In everything from sexual freedom and what clothing was allowed, to what jobs women were allowed to take, to the passage of restrictive and punitive laws aimed at women.
The 1950s are famous as a period of extreme social oppression for anyone not straight white men, after all.
The discovery and widespread use of antimicrobial agents (e.g., sulfonamide in 1937 and penicillin in the 1940s) and the development of fluid and electrolyte replacement therapy and safe blood transfusions accelerated the declines in infant mortality; from 1930 through 1949, mortality rates declined 52% (4). The percentage decline in postneonatal (age 28-364 days) mortality (66%) was greater than the decline in neonatal (age 0-27 days) mortality (40%). From 1950 through 1964, infant mortality declined more slowly (1).
My mother (who had four children during the baby boom) originally wanted 6. After 3, she decided that was enough. It turns out that children are a lot of work. After the 4th she had her tubes tied. We were all accidents, my parents sucked at birth control.

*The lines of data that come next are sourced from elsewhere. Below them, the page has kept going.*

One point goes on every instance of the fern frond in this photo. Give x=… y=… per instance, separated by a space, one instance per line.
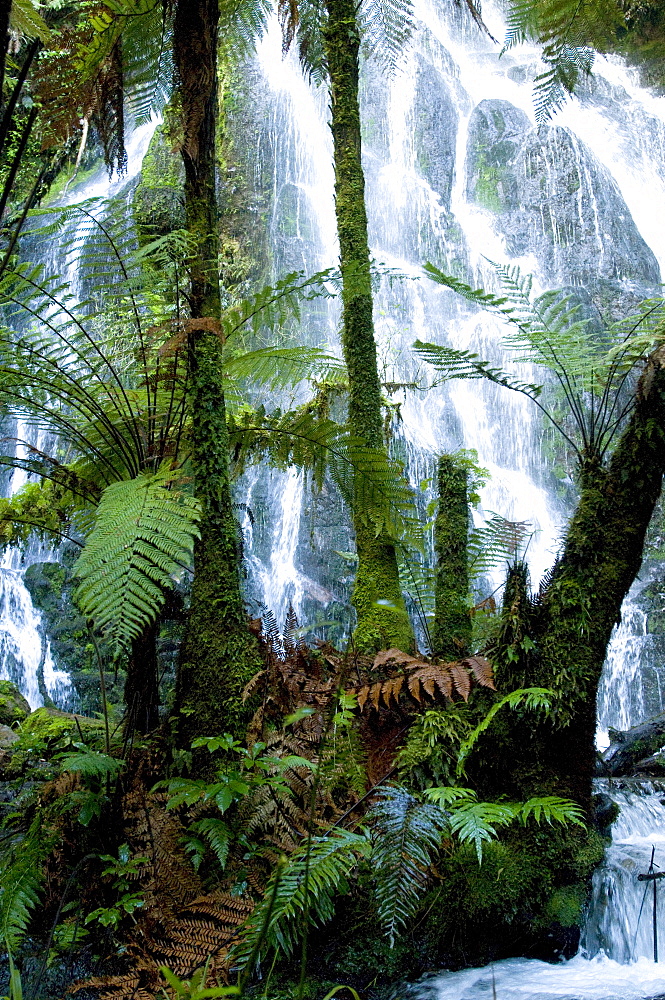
x=530 y=698
x=406 y=835
x=21 y=877
x=306 y=883
x=217 y=834
x=144 y=534
x=386 y=27
x=569 y=31
x=26 y=20
x=551 y=809
x=476 y=822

But while reductions in infant mortality were real, the previous rate was low enough that I don’t think reducing it could have had that dramatic an effect. It isn’t like women in the 1930s were losing half their infants. And as previously noted the birth rate in the 1930s had declined sharply from its previous high at the turn of the century, when infant mortality WAS higher.

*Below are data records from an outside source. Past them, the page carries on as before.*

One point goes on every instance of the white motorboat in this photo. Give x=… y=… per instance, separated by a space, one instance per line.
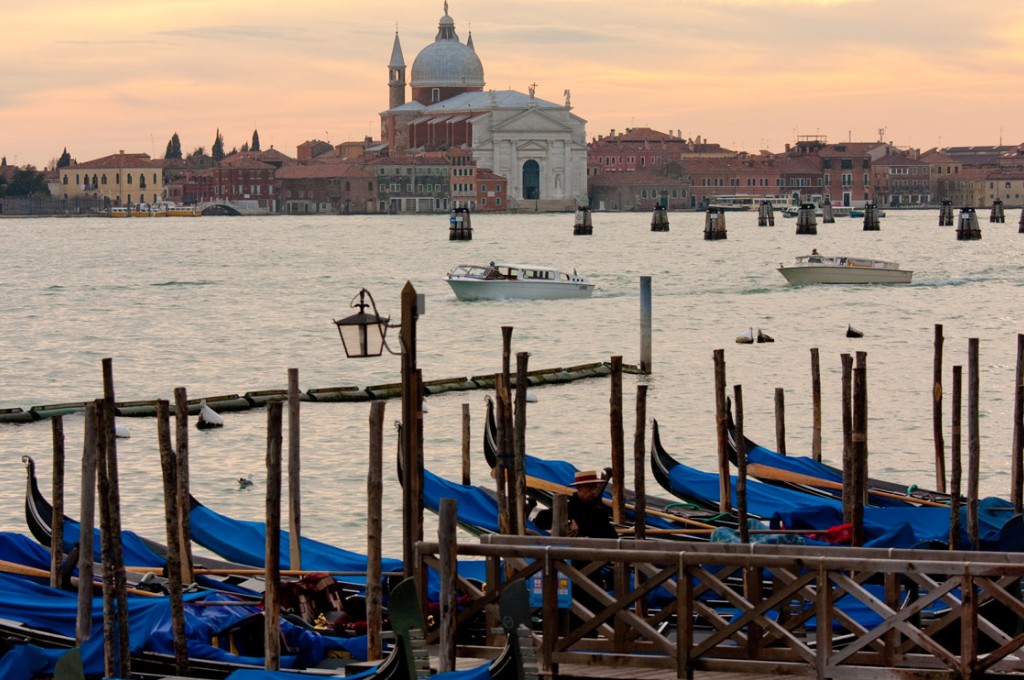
x=516 y=282
x=815 y=268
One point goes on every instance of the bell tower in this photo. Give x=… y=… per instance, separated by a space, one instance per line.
x=396 y=75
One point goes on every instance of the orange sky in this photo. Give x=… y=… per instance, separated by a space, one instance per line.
x=108 y=75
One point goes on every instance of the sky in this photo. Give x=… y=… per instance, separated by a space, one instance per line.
x=102 y=76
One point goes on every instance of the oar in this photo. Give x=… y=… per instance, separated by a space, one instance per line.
x=768 y=472
x=552 y=487
x=22 y=569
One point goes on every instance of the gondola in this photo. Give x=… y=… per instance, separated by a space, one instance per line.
x=545 y=478
x=893 y=527
x=801 y=472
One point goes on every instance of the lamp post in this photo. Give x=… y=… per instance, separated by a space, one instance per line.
x=363 y=334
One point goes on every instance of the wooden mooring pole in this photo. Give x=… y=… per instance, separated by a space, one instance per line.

Anecdotally, but without some hard cites it becomes mere presumption. Women’s clothing for example?
It was the Great Depression, which spanned a literal decade from 1929-1939. Wandering from location to location looking for work as you scrabble for a crust of bread to keep your stomach pain at bay long enough to live another day to search for another dirty crust of bread to keep your stomach pain at bay to live another day to scrabble for another dirty crust of bread…oh, look! Half a rotted potato! Huzzah!
Even beyond the practicality of having children in the grim dystopia at least some people were enduring, situational depression can do a number on normal libido. It was a double-plus non-good time to have kids.